When a query like “SELECT * FROM Employee WHERE Ename= ‘KING’ ”
is run, the database will check to see if there is an index on the column(s)
being queried. Assuming the Ename column does have an index created on it, the
database will have to decide whether it actually makes sense to use the index
to find the values being searched – because there are some scenarios where it
is actually less efficient to use the database index, and more efficient just
to scan the entire table.
Can you force the database to use an index on a query?
Generally, you will not tell the database when to actually use
an index – that decision will be made by the database itself. Although it is
worth noting that in most databases (like Oracle and MySQL), you can actually
specify that you want the index to be used.

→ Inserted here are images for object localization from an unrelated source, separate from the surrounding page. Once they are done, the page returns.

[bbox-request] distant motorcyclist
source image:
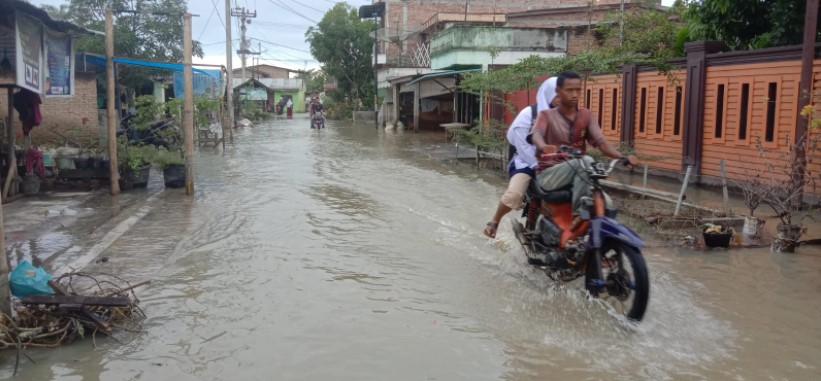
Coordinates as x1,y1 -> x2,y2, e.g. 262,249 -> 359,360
310,98 -> 325,128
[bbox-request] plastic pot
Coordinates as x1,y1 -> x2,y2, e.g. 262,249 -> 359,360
163,164 -> 186,188
21,178 -> 41,196
133,164 -> 151,188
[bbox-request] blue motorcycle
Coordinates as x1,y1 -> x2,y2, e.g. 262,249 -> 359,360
511,146 -> 650,321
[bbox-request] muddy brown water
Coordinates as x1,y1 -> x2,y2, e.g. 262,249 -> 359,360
3,117 -> 821,380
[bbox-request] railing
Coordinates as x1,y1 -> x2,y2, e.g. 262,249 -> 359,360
419,12 -> 506,33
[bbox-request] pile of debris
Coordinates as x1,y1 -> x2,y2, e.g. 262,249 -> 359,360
0,272 -> 148,373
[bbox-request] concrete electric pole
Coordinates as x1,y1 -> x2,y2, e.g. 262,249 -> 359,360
105,8 -> 120,196
224,0 -> 235,141
231,7 -> 257,82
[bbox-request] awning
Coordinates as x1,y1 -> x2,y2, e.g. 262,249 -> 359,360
84,54 -> 216,77
406,69 -> 481,85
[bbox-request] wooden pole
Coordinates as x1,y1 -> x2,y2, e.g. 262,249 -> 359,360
0,130 -> 9,316
105,8 -> 120,195
674,165 -> 693,216
720,160 -> 731,216
3,88 -> 17,200
183,13 -> 195,196
224,0 -> 234,143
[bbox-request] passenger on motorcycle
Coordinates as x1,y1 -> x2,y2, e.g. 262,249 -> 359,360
484,77 -> 560,238
310,99 -> 325,128
530,71 -> 637,220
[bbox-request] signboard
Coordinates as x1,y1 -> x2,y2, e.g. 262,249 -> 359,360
15,13 -> 44,93
44,30 -> 73,96
240,87 -> 267,101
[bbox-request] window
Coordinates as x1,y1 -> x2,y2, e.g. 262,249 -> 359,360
611,88 -> 618,131
655,87 -> 664,134
674,86 -> 682,136
715,84 -> 725,138
598,89 -> 604,125
766,82 -> 777,142
739,84 -> 750,141
586,89 -> 591,108
639,88 -> 647,133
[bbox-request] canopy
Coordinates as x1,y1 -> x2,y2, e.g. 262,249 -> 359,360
84,54 -> 216,77
406,69 -> 481,85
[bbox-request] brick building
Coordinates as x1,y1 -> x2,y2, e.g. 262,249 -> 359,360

How to create an index in SQL:
Here’s what the actual SQL would look like to create an index on
the Employee_Name column from our example earlier:
CREATE INDEX name_index
ON Emp (Ename)
How to create a multi-column index in SQL:
We could also create an index on two of the columns in the
Employee table , as shown in this SQL:
CREATE INDEX name_index
ON Employee (ENAME, HIREDATE)
What is the cost of having a database index?
So, what are some of the disadvantages of having a database
index? Well, for one thing it takes up space – and the larger your table, the
larger your index. Another performance hit with indexes is the fact that
whenever you add, delete, or update rows in the corresponding table, the same
operations will have to be done to your index. Remember that an index needs to
contain the same up to the minute data as whatever is in the table column(s)
that the index covers.
As a general rule, an index should only be created on a table if
the data in the indexed column will be queried frequently.